The history of COVID-19 vaccination and SARS-CoV-2 infection were recorded for each participant. Serum samples collected at three-month intervals were analyzed for antibody levels against nucleocapsid (N) and spike (S) proteins using chemiluminescent microparticle immunoassay (CMIA). Linear mixed-effects model (LMM) and restricted cubic spline analysis were applied to assess antibody dynamics and determine protection thresholds, respectively.

Results:

A total of 4,065 participants were recruited in February and May 2023, with 2,894 completing both sampling rounds. Over three months, median IgG antibody levels declined by 28% (from 396.39 to 285.80 AU/mL). Prior infection and vaccination were significantly associated with higher antibody levels, while increasing age correlated with an annual decay of 0.38 AU/mL (most prominent in adults ≥60 years, 32.7% of whom fell below the protective threshold by follow-up). The IgG threshold for protection against XBB reinfection was 400 AU/mL, and each additional vaccination reduced reinfection risk by 13–15%.

Conclusion:

The 400 AU/mL IgG threshold provides a actionable quantitative guideline for prioritizing booster doses in Chinese adults aged ≥60 years (the fastest antibody decay subgroup) and high-risk groups. Routine antibody testing combined with this threshold could optimize targeted COVID-19 vaccination strategies in inactivated vaccine-predominant populations.

Introduction

Since its initial outbreak in late 2019, Severe Acute Respiratory Syndrome Coronavirus 2 (SARS-CoV-2) has transitioned into an endemic phase characterized by recurring waves of new variants, continuously challenging global public health systems (1). When faced with emerging infectious diseases, rapid development and deployment of vaccines are crucial for establishing herd immunity, which not only protects individuals but also reduces the spread of the disease within the population. This approach has received broad support from countries worldwide in combating SARS-CoV-2. While numerous countries have implemented massive coronavirus disease 2019 (COVID-19) vaccination campaigns, the primary vaccine platforms used vary significantly across regions. For instance, mRNA and adenovirus-vectored vaccines dominated the rollout in North America and Europe, whereas inactivated vaccines were extensively deployed in China and many countries in South America (e.g., Chile, Brazil) and the Middle East. Mass vaccination campaigns were launched in China, with inactivated vaccines accounting for over 90% of the administered doses (2). The country experienced its first major Omicron wave (predominantly BA.5/BF.7 lineages) between December 2022 and January 2023, followed by the emergence of the XBB variant in May 2023. This indicates that hybrid immunity (infection with SARS-CoV-2 and/or vaccination against COVID-19) within Chinese population is unique compared to other countries. However, robust data on the dynamics of specific hybrid immunity and correlates of protection, particularly against emerging Omicron subvariants, remain scarce.

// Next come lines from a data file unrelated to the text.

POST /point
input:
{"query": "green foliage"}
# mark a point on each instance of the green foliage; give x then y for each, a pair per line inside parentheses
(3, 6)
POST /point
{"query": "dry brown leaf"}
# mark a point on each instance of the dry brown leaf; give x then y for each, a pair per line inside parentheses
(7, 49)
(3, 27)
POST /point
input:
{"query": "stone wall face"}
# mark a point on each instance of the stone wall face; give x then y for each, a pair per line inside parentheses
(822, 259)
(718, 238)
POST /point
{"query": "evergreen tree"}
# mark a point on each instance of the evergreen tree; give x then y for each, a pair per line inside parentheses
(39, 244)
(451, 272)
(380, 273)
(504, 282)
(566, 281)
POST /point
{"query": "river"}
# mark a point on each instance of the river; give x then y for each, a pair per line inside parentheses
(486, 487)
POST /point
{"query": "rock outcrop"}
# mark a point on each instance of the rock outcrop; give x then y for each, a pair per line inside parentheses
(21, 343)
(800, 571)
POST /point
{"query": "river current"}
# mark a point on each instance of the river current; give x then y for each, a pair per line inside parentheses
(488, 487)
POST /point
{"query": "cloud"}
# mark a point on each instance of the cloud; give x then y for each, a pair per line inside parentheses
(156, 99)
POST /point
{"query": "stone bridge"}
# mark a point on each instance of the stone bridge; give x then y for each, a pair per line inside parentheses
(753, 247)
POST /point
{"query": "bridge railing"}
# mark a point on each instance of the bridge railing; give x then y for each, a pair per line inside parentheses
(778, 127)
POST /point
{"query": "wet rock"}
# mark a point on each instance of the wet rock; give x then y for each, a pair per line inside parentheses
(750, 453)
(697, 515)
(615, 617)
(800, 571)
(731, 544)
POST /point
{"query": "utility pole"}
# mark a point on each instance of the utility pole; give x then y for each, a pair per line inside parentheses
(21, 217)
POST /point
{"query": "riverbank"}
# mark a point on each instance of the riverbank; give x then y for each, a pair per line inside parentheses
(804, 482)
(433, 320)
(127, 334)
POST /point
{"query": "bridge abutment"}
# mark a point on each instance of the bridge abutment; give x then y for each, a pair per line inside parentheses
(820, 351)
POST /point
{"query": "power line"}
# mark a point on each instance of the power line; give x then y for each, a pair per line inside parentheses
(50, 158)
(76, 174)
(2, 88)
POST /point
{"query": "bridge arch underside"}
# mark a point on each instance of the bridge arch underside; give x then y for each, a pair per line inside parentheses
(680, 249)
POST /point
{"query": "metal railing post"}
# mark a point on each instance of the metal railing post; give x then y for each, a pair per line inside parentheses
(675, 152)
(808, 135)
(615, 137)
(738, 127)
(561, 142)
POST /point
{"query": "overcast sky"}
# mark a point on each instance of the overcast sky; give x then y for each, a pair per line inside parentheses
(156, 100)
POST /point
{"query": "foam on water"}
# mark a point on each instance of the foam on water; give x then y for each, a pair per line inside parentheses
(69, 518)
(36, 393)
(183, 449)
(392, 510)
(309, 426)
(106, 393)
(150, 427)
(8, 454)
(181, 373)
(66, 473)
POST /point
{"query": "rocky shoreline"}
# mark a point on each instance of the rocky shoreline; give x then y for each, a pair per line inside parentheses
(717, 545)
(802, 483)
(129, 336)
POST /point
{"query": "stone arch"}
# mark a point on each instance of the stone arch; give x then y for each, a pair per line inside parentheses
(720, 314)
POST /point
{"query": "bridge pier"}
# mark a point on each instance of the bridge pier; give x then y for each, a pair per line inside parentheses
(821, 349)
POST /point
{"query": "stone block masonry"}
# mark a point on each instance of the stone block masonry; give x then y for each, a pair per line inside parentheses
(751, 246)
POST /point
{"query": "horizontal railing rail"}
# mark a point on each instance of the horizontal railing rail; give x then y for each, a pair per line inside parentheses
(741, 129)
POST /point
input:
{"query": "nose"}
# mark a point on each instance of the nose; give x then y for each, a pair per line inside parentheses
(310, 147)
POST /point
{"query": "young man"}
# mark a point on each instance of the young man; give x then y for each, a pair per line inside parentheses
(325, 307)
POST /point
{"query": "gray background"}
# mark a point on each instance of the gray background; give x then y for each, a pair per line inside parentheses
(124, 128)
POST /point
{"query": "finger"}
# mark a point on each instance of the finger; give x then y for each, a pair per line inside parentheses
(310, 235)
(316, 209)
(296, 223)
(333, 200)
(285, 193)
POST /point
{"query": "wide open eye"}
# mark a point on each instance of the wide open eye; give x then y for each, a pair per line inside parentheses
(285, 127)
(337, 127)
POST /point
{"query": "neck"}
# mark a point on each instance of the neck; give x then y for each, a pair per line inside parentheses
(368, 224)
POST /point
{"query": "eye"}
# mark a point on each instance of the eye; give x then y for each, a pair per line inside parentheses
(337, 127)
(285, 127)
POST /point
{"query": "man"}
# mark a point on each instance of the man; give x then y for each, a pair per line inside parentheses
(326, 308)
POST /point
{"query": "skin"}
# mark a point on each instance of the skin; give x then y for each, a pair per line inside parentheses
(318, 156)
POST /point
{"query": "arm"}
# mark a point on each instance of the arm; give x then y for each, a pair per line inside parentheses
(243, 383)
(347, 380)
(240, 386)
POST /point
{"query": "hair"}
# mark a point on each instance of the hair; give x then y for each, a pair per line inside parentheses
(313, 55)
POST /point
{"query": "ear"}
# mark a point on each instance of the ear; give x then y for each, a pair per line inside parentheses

Hybrid Immunity to SARS-CoV-2 is primarily mediated by humoral immune responses. Neutralizing antibodies (NAbs) are considered a gold standard correlate of protection because they directly inhibit viral entry into host cells by blocking the interaction between the spike protein and the angiotensin converting enzyme 2 (ACE2) receptor (3). However, standardized NAb assays are complex, time-consuming, and require specialized facilities (e.g., biosafety level 3 laboratories for live-virus neutralization tests) or advanced pseudovirus systems, which render them impractical for large-scale applications. Validation studies demonstrated that IgG titers exhibit a strong positive correlation with NAb levels (r > 0.85), and can be efficiently measured using standardized assays (4, 5). Therefore, IgG antibodies serve as an essential tool for monitoring infection rates and tracking epidemic progression (6).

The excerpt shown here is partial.